Obra de teatro cuestiona la masculinidad tradicional
¿Qué queda del hombre cuando la única armadura que construyó, basada en la rudeza, el silencio emocional y los mandatos de la masculinidad tradicional, se fractura y deja al descubierto sus heridas? Esa es la premisa de Machetes, una tragicomedia teatral que se presenta el 30 y 31 de julio, así como el 1 y 2 de agosto, en el Teatro Benito Juárez.
Producida por la compañía independiente aguascalentense Diletantes Teatro en Movimiento, “la obra propone un viaje emocional para explorar las restricciones afectivas que el sistema patriarcal impuso a distintas generaciones de hombres”.
Escrita por el dramaturgo Mauricio Popoca y codirigida por Sergio Figueroa (Pelopincho) y Daniela Vasch, Machetes cuenta la historia de Moy y Sinta, dos amigos en la vejez que, en medio del abandono familiar y acompañados por su amistad, recorren sus recuerdos de infancia, juventud y amor.
“A través del humor, la nostalgia y la memoria, los personajes revelan secretos, pérdidas y heridas que confrontan al espectador con una pregunta incómoda ¿cuánto de la idea de ser hombre fue construida desde la obligación de resistir y callar?”, plantea la directora.

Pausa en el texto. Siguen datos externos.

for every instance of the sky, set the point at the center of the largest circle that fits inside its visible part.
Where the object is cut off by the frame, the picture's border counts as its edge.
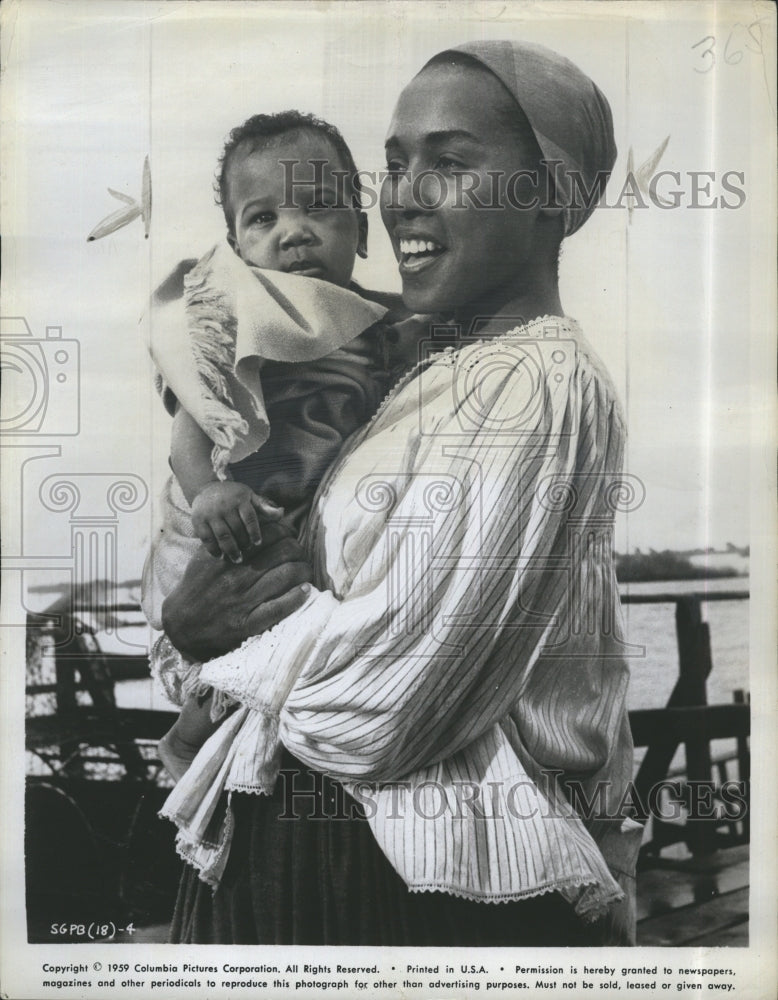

La obra, explica, nace a partir de las reflexiones del actor y codirector Sergio Figueroa sobre la forma en que los hombres aprenden a relacionarse con sus emociones, especialmente en un contexto donde las discusiones sobre género abren nuevas preguntas en torno a las masculinidades.
“Hay mucha represión en decir lo que sentimos. La reflexión más grande es poder decirnos entre hombres el afecto que podemos tener, tanto físico como verbal”, comparte.
La historia avanza mediante los recuerdos de sus protagonistas, quienes recorren distintas etapas de su vida en las que aparecen la crianza, el machismo, las relaciones de pareja, la amistad, la muerte y la manera en que los aprendizajes de la infancia determinan la vida adulta.
El machete, dice Vasch, representa el trabajo físico, la fuerza y la identidad del hombre de campo, pero también posee una carga asociada con la idea del “macho” y con una visión de la masculinidad basada en la resistencia y el poder.
Además, el objeto conecta con el folclor mexicano a través de la tradicional Danza de los Machetes de Nayarit, elemento que forma parte de la escena de la pieza.
“Desde su estreno en 2023, Machetes ha construido una trayectoria destacada dentro del circuito nacional de artes escénicas. La producción fue seleccionada para el Circuito Nacional de Artes Escénicas en Espacios Independientes, las Rutas Escénicas Estatales y la 45 Muestra Nacional de Teatro, realizada en Cancún, Quintana Roo”, comparte.
“También formó parte del programa Nuestras Latitudes de la Coordinación Nacional de Teatro en Colima y participó en el Festival Alfonsino de la Universidad Autónoma de Nuevo León”, añade la directora.
Y explica que aunque la historia está situada en un contexto específico, un pueblo donde los personajes trabajan la tierra, sus temas trascienden geografías, “el punto de encuentro está en las experiencias compartidas, aquellas anécdotas de infancia y juventud que permiten que hombres de distintas generaciones reconozcan sus propias historias”.
“En un momento donde las conversaciones sobre género pueden generar posiciones encontradas, Machetes apuesta por la reflexión desde la sensibilidad artística. La obra quiere generar un espacio donde el espectador pueda acercarse gradualmente a la dificultad que muchos hombres han enfrentado para expresar cariño, miedo o tristeza”, explica.
“El teatro permite encontrar mecanismos para hablar de algo delicado. No se trata de imponer una forma de pensar, sino de abrir una posibilidad de diálogo”, concluye Daniela Vasch.